Jean-Michel Lecerf, Head of the nutrition department of the Pasteur Institute of Lille (France) and specialist in endocrinology and metabolic diseases, explains that although some studies implicate milk in prostate cancer, the WCRF (World Cancer Research Fund International) has published information indicating that milk’s responsibility in this area is classified as “limited”. He explains :

“It is still under consideration. Observational studies show that if there is a link, it is for very high intakes: 1.5 to 2 litres of milk per day.”

Then comes the question of growth factors, which could favor the appearance of cancers. They play different physiological roles in the body and act in particular on cell growth, differentiation, and metabolism.

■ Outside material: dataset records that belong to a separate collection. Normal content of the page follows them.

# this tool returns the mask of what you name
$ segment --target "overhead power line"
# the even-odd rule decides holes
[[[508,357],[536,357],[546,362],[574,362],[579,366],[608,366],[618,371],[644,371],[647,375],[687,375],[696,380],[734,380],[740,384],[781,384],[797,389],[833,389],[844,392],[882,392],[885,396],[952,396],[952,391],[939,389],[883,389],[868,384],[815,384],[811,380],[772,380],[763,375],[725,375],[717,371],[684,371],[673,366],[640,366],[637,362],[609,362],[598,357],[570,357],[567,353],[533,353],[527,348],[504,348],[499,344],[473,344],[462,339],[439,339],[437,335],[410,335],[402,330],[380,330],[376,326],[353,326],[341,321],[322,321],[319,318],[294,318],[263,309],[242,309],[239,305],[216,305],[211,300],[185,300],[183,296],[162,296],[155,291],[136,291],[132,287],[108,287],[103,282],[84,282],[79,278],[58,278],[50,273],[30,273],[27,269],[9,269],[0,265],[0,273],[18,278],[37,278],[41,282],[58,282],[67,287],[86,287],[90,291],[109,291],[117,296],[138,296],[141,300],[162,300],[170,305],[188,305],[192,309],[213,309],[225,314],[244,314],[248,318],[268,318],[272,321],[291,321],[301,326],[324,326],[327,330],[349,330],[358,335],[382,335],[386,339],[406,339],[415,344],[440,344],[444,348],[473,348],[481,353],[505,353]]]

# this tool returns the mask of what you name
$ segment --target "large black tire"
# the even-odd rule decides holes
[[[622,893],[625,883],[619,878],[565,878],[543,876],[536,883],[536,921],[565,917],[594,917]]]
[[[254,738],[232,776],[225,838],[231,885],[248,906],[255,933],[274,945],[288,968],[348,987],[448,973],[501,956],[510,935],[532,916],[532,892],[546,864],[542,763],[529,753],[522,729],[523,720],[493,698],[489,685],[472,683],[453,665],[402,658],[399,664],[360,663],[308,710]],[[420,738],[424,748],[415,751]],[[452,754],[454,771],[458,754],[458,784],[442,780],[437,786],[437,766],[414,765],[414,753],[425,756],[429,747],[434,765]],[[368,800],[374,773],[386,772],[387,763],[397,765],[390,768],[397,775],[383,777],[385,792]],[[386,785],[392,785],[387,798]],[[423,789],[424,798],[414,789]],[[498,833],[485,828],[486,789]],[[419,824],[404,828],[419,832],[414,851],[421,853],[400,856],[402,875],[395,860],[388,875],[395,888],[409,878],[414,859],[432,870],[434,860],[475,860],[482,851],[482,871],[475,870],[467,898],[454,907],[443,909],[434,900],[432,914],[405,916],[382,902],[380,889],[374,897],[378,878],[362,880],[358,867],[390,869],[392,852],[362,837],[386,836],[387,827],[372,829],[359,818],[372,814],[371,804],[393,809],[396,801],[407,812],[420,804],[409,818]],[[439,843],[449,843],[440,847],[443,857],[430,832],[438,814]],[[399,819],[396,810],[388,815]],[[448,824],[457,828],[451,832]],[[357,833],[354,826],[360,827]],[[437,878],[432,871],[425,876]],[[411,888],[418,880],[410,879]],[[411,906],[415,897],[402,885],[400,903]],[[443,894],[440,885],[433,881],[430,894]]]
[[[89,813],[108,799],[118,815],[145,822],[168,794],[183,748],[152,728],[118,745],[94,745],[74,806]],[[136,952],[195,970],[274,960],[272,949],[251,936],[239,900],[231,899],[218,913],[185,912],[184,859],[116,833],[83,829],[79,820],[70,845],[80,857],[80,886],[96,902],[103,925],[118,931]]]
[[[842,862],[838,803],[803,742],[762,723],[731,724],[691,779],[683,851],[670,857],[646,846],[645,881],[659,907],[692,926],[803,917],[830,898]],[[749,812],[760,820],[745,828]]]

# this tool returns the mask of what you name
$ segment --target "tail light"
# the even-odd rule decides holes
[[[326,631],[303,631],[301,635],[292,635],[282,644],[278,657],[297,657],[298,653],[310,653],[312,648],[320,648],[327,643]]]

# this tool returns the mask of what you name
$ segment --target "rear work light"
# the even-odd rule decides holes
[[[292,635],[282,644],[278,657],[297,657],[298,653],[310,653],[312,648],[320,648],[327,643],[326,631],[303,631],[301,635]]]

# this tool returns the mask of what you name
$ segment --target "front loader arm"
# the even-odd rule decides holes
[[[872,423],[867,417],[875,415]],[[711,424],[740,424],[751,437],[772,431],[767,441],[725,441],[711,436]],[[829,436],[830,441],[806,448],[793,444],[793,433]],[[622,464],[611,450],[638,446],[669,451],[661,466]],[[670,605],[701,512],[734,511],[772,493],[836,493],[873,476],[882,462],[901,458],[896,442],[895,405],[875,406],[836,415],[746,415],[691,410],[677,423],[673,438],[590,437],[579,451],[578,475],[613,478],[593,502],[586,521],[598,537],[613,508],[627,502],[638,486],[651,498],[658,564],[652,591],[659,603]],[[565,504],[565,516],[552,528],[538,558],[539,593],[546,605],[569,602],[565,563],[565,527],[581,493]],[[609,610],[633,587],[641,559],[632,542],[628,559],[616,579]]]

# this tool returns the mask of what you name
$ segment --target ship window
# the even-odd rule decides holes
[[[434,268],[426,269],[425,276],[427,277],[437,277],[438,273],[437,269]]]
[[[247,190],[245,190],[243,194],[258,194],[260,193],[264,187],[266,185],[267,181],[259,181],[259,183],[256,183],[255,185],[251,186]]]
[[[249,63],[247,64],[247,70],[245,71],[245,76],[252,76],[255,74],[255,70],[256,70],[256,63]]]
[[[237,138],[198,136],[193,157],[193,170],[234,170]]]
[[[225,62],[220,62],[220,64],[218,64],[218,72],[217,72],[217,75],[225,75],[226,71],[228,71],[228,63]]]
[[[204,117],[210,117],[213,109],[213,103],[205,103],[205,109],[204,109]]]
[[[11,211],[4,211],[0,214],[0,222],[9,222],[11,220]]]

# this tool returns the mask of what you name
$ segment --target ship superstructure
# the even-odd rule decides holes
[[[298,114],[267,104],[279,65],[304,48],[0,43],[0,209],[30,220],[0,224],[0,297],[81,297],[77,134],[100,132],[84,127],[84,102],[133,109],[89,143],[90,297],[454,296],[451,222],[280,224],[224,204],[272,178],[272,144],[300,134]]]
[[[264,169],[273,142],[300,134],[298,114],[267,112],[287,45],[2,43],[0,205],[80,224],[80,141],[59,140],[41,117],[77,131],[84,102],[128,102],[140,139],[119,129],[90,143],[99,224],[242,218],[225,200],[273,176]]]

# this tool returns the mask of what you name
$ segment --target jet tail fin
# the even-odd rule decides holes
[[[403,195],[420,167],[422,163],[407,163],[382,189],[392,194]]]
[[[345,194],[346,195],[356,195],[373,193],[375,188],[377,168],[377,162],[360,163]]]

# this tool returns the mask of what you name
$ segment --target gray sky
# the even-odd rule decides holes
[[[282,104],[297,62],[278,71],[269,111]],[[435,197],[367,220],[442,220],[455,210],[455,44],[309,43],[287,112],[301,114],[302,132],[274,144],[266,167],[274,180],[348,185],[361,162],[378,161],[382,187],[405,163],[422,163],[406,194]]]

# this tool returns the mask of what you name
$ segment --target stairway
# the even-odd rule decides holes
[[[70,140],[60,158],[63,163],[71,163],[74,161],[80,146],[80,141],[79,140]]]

“As things stand, there is no established causal relationship. It’s the proteins which is really responsible for the levels of growth hormones circulating in the blood. Not the milk itself. It is obvious that one should not consume too much protein”, explains Jean-Michel Lecerf.

This includes plant proteins.

What about the environment?

Ecology is one of the factors behind the decrease in milk consumption. According to a study conducted by Oxford University in 2018, a plant-based food item has less impact on the environment than its animal equivalent.

A Belgian website dug into the subject and stated that animal milk production generates on average 2 to 3 times more greenhouse gases than vegetable milk. Plus it takes much more agricultural land and water to produce animal milk. But they add :

“These are averages. A specific study compared cow’s milk and soy milk. The conclusion is: it all depends on how the plants are grown and how the cows are raised.”

Non-dairy milks are not so “healthy”

What about the so-called “healthy” alternative: non-dairy milks? More expensive, they are also called milk when they shouldn’t: they are composed of nut extracts mixed with water.

In the same Guardian article, Dr Miranda Lomer explains that our bodies can extract calcium more easily from cow’s milk than from almond and coconut milks. In parallel, nutritionist Charlotte Stirling-Reed adds:

“Cow’s milk is a very nutrient-dense food, whereas plant milk doesn’t always cover all nutrients.” (source)

Besides, substitutes often contain added sugar, which is more harmful to health than lactose, which is natural. As far as environmental issues are concerned, it depends on the milks. Almond milks are not so bad because they are 90% pure water. But almonds, like coconuts and others, often come from far away, which poses problems of carbon footprint. The same goes for soy, which is one of the worst in terms of deforestation and GMOs, accounting for 70% of the total production.

So should I drink cow’s milk or not?

“It’s important to have a healthy balanced diet but not to get too bogged down about it. It’s important to enjoy your food, too.” — Katie Taylor
  • Milk is interesting in terms of nutrition: it provides many vitamins and proteins.
  • But it can also cause illness when consumed in large quantities.
  • It is harmful to the environment, but just like pretty much everything else we consume today. In addition, this factor depends very much on the milk you choose.
  • Vegetable alternatives can be interesting, but they raise many problems in terms of nutrition (sugar) or carbon footprint.

Like everything else, the balance sheet is mixed. No question is ever settled. That’s why the subject of milk is so vague.

“While it’s not necessary to avoid milk, it’s also not necessary that we drink it, either. There’s no single dietary component that’s absolutely necessary to our health.”, says Jyrkia Virtanen, a nutritional epidemiologist (source)

He adds that no research proves that moderate milk consumption is harmful.

“It always comes down to the same thing, eating too much of any food is not good.”, states Jean-Michel Lecerf.

Therefore, milk can be consumed, but in moderation. If you like it, as I do in my coffee, or if you need it for some recipes (pancakes are great reasons to consume milk), just make sure you choose organic milk from cows free of growth hormones, fed on grass, and from local farms. Besides, these cows’ milk often provides more beneficial fats and higher amounts of vitamins.

It’s a question of balance. Like just about anything else.